LONDON (Reuters) - Even if the euro zone manages to relieve the immediate financial pressures threatening it, weaker members in particular look set to keep paying a heavy economic price to tackle the imbalances at the root of the bloc’s debt crisis.
The prevailing orthodoxy in the 17-member zone, shared by the European Commission and bond market vigilantes, is that the burden of adjustment must fall squarely on countries with high external deficits, including Italy, rather than surplus states such as Germany.
That points to further belt-tightening ahead, even though Greece is already in a fourth year of recession and other countries are hovering on the brink. Spain said on Friday that growth ground to a halt in the third quarter.
The Commission, the European Union’s executive arm, said on Thursday that stagnation in the euro zone was a high probability. It forecast just 0.5 percent growth in 2012 but said it could not exclude a deep and protracted recession.
“The key for the resumption of growth and job-creation is restoring confidence in fiscal sustainability and in the financial system and speeding up reforms to enhance Europe’s growth potential,” said Olli Rehn, the commission’s vice-president for economic and monetary affairs.
Decoded, that means ever-greater efforts by highly indebted countries to reduce their budget shortfalls to levels at which investors are willing again to buy their bonds at non-punitive rates.
To many economists, not just Keynesians, tightening fiscal policy at a time of weak demand is a recipe for recession that could doom the single currency as debt inexorably increases and austerity-weary voters eventually throw in the towel.
“On current policy trends, a wave of sovereign defaults and bank failures are unavoidable. Much of the currency union faces depression and deflation,” write Simon Tilford and Philip Whyte in a new paper for the Center for European Reform think tank.
France, for instance, fearful of losing its top-notch credit rating, on Monday rushed out plans for spending cuts and tax increases worth 65 billion euros ($90 billion) over five years to keep deficit targets within reach.
“France will be in danger of being one of the countries to be picked off by the markets in the next few months,” former British Prime Minister Gordon Brown said at a banking event in Moscow on Thursday. “I fear that Europe could be mired in low growth not just for a year or two but for a decade.”
Winning agreement on structural reforms to open protected labor and product markets are vital tasks for new Greek Prime Minister Lucas Papademos, a former European Central Bank vice-president, and Mario Monti, a fellow technocrat who is favorite to replace Silvio Berlusconi as Italy’s prime minister.

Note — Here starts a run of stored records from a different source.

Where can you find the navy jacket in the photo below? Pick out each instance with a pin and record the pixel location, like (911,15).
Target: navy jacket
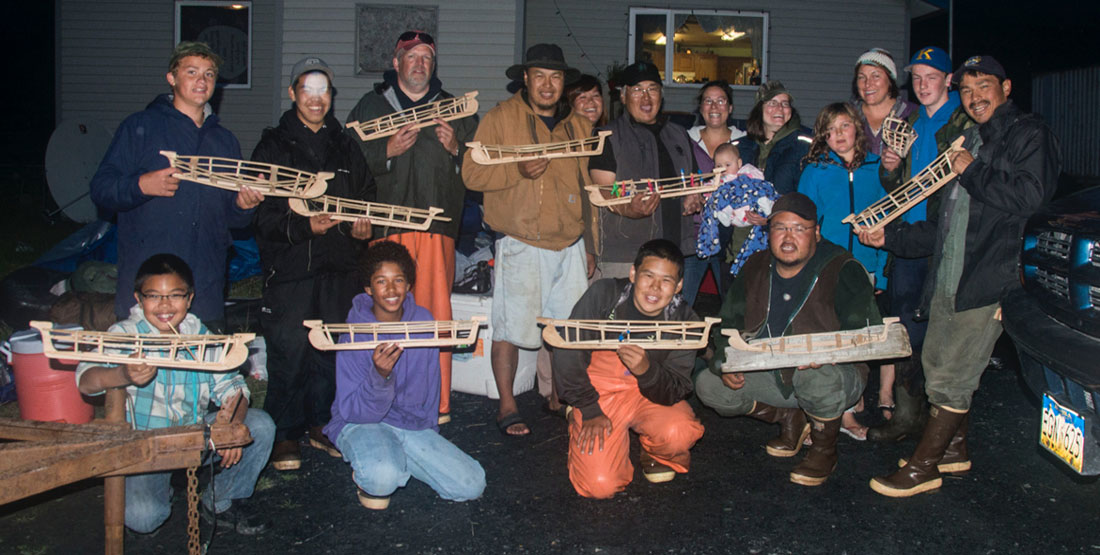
(193,224)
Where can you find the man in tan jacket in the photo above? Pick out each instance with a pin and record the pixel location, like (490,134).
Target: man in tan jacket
(540,268)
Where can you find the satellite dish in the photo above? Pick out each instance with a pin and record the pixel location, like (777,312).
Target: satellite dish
(73,155)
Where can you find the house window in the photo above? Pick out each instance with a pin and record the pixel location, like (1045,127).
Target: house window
(694,46)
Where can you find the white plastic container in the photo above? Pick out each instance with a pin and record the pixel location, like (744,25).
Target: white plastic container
(471,370)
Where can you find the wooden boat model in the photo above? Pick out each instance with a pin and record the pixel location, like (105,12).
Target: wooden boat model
(209,353)
(888,340)
(488,155)
(230,174)
(611,334)
(620,192)
(930,180)
(349,210)
(898,134)
(422,115)
(428,333)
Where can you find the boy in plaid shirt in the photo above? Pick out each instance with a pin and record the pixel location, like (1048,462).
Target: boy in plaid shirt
(164,397)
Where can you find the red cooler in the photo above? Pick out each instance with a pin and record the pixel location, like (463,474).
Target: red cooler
(43,392)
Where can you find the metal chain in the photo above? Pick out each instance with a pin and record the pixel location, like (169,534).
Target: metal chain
(193,512)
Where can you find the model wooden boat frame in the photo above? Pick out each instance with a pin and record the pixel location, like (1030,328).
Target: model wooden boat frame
(488,155)
(898,134)
(349,210)
(367,335)
(620,192)
(611,334)
(209,353)
(891,207)
(231,174)
(888,340)
(421,117)
(40,456)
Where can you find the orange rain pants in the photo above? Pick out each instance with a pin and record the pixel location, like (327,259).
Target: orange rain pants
(435,276)
(666,432)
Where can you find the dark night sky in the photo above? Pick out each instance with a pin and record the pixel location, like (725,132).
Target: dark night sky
(1026,36)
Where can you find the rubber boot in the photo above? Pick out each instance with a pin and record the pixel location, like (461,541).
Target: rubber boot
(921,473)
(793,429)
(956,458)
(821,461)
(908,420)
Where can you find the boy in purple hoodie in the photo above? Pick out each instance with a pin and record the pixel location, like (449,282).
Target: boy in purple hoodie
(386,410)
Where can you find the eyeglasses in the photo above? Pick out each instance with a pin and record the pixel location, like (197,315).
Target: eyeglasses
(796,229)
(410,35)
(160,298)
(637,91)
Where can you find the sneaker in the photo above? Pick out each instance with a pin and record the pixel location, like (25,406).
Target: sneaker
(375,503)
(238,518)
(318,441)
(286,455)
(655,472)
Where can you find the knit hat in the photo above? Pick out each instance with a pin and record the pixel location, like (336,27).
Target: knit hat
(770,90)
(798,203)
(879,57)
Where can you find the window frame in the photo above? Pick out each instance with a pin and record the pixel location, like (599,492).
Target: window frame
(670,45)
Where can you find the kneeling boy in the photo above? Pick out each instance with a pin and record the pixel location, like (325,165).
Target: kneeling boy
(385,419)
(629,388)
(166,397)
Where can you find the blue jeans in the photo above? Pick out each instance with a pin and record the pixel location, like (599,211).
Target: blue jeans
(149,496)
(383,457)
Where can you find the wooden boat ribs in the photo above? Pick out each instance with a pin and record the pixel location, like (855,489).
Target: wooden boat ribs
(611,334)
(210,353)
(487,155)
(891,207)
(898,134)
(888,340)
(427,333)
(231,174)
(349,210)
(620,192)
(422,115)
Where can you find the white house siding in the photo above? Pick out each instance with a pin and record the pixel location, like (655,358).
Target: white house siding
(812,45)
(475,41)
(112,56)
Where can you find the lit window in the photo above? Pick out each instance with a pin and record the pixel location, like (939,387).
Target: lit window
(695,46)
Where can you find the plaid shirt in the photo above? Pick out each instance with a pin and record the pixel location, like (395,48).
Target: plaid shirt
(175,397)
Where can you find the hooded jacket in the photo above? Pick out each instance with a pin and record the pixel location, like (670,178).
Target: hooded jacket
(193,224)
(545,212)
(424,176)
(407,399)
(1014,174)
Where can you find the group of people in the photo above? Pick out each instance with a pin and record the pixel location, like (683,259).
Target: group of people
(771,234)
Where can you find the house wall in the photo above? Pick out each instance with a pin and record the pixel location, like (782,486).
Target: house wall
(475,43)
(812,46)
(112,56)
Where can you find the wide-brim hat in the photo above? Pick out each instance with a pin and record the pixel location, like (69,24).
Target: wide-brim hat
(547,56)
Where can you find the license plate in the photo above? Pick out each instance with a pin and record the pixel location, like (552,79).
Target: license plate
(1063,433)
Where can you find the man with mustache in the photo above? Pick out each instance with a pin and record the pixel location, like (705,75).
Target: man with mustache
(419,168)
(644,145)
(1009,169)
(309,263)
(539,269)
(802,284)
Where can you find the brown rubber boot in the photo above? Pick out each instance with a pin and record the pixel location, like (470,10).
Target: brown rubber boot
(956,458)
(921,473)
(793,429)
(821,461)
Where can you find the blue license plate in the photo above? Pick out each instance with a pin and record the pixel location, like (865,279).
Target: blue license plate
(1063,433)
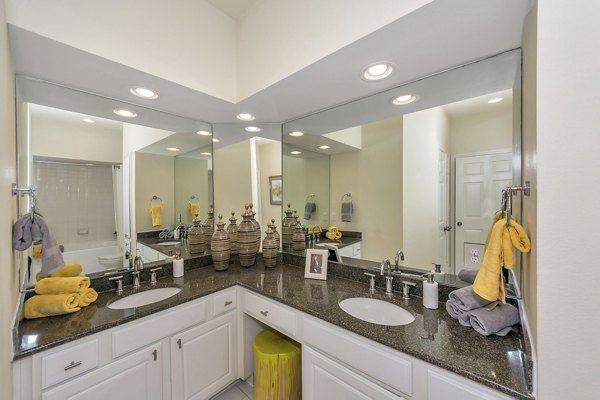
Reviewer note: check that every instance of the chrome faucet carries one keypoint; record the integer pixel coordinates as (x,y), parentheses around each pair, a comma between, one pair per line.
(138,266)
(385,265)
(399,257)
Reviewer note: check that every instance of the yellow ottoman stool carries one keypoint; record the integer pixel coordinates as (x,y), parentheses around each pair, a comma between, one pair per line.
(277,367)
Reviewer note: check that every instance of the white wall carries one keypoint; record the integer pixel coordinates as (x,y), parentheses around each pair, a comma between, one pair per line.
(425,132)
(484,131)
(269,164)
(10,274)
(232,179)
(154,176)
(156,36)
(51,137)
(374,177)
(289,35)
(568,211)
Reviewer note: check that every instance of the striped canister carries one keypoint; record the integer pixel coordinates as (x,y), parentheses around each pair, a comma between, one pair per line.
(232,232)
(220,247)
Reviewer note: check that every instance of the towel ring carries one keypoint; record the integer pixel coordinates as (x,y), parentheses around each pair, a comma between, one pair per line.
(156,199)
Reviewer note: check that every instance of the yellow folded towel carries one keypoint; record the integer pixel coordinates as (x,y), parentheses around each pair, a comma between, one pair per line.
(489,282)
(72,269)
(62,285)
(194,209)
(156,213)
(46,305)
(87,296)
(37,251)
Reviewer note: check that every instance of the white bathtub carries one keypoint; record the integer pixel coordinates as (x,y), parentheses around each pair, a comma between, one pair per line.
(86,256)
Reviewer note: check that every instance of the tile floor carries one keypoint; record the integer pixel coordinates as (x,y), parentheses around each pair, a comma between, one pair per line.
(239,391)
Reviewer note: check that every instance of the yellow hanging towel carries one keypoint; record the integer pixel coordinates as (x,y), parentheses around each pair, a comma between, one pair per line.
(68,270)
(489,282)
(155,211)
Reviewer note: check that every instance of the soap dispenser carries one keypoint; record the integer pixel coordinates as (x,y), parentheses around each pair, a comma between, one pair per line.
(430,293)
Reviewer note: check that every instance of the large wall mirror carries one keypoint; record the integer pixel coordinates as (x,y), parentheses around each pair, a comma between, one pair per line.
(97,173)
(247,160)
(423,164)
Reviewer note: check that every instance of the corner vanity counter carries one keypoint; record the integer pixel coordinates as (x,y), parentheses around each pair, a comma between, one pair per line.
(212,321)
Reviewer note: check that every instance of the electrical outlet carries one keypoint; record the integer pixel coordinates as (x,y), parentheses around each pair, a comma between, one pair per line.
(473,255)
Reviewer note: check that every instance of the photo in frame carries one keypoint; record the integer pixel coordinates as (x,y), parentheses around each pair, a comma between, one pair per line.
(275,189)
(316,264)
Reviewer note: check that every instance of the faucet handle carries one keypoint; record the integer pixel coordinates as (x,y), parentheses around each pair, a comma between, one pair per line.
(371,282)
(153,275)
(119,279)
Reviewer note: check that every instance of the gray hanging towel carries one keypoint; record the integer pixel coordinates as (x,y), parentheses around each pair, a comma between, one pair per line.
(347,210)
(28,230)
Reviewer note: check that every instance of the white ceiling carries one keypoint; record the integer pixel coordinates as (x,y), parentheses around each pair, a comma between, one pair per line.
(436,37)
(233,8)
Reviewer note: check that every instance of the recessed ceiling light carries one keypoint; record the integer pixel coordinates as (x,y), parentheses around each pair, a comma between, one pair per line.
(404,99)
(245,117)
(125,113)
(377,71)
(144,93)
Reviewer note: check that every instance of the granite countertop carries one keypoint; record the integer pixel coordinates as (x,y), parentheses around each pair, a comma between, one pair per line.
(501,363)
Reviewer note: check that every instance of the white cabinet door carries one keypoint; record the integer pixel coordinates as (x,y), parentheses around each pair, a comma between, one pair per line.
(324,379)
(204,358)
(135,377)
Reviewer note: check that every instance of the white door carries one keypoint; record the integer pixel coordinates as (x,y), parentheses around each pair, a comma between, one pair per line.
(443,213)
(479,183)
(204,358)
(324,379)
(135,377)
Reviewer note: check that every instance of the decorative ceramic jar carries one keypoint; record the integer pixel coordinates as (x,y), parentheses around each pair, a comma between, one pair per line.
(287,229)
(208,225)
(220,247)
(196,240)
(298,240)
(275,234)
(247,240)
(232,232)
(257,227)
(270,249)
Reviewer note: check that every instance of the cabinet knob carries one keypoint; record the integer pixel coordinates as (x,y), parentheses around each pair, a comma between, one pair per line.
(72,364)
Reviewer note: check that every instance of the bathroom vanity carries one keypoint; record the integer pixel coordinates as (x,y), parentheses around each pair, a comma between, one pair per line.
(197,342)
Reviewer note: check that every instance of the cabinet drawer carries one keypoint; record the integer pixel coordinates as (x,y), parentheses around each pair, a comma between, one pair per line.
(64,364)
(155,327)
(371,360)
(269,312)
(224,302)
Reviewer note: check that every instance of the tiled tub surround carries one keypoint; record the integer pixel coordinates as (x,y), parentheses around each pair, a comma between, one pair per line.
(498,362)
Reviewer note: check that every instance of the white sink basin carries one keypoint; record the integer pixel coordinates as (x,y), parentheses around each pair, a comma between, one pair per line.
(144,298)
(376,311)
(171,243)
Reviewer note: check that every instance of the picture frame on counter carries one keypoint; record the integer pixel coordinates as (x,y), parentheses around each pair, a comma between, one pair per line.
(316,264)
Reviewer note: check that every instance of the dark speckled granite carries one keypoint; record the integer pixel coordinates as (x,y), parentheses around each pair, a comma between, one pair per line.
(498,362)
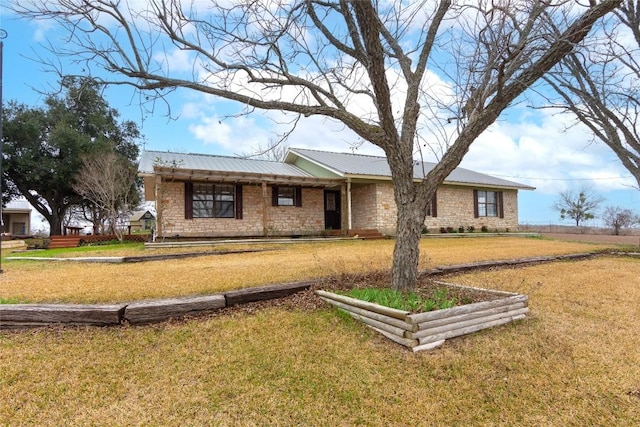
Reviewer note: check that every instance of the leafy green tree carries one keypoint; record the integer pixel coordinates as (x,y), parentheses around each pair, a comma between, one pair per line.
(580,206)
(43,146)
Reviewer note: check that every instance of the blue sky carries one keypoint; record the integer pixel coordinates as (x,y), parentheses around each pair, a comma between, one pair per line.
(532,147)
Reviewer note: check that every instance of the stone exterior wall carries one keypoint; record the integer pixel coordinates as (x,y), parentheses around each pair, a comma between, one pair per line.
(280,220)
(290,220)
(373,206)
(455,209)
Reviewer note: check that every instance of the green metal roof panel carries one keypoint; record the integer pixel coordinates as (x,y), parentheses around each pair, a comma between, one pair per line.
(349,164)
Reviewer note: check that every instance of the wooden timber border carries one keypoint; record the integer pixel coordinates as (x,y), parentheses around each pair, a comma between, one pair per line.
(425,331)
(14,316)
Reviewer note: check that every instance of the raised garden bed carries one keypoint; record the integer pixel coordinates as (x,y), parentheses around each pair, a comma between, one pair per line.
(425,331)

But much-need change to pension regimes takes years to bear fruit.
What is needed, Tilford and Whyte argue, is easier policy by the ECB, including a higher inflation target of 3 percent that would enable deficit countries to regain competitiveness by holding down wage growth without slumping into deflation.
Critically, the burden of adjusting current account imbalances must also be shared more evenly. If every country saves more, as is the present prescription, demand across the euro zone will drop further, hitting already weak public finances. Coordination of tax-and-spending policies is thus imperative.
“A new fiscal regime needs to be accompanied by a symmetric imbalances procedure. Countries with imbalances will have to demonstrate how they intend to close them, with the onus being as much on those running trade surpluses as those with deficits,” Tilford and Whyte conclude.
This is anathema to Germany and other surplus northern euro zone members who blame the single currency’s ills on the profligacy and budgetary indiscipline of their southern neighbors.
George Magnus, senior economic adviser at UBS in London, agreed that creditors need to act too, a point U.S. policymakers have made to their German counterparts at recent international summits without getting far.
Not all countries should save more simultaneously. If the burden of adjustment falls wholly on debtor nations, global output and employment will again weaken or contract, intensifying social and financial instability, he said.
Ominously, the track record down the decades of reconciling the policy interests of debtors and creditors is poor.
“This is, after all, the same imbalances problem that brought down the gold standard in the 1930s, and the Bretton Woods system four decades later,” Magnus wrote in a report.
“In the first instance, a newly powerful U.S. creditor and ‘old Europe’ debtors were unable to agree how to resolve their imbalances. In the second, the roles were, in effect, reversed,” he said.
Globally, today’s economic imbalances can be unwound only if the United States and China, as the biggest debtor and creditor nations respectively, are prepared to coordinate domestic policy changes that rebalance savings and investment behavior, Magnus argued.
Within the euro zone, a growth and competitiveness agenda, involving both EU structural funds and creditor governments, has to be part of the bloc’s internal rebalancing.
In that context, Magnus said, plans by Chancellor Angela Merkel’s Christian Democrats for a binding minimum wage in Germany might help underpin consumption at the margin — even if she is not motivated by the need to address the bloc’s imbalances.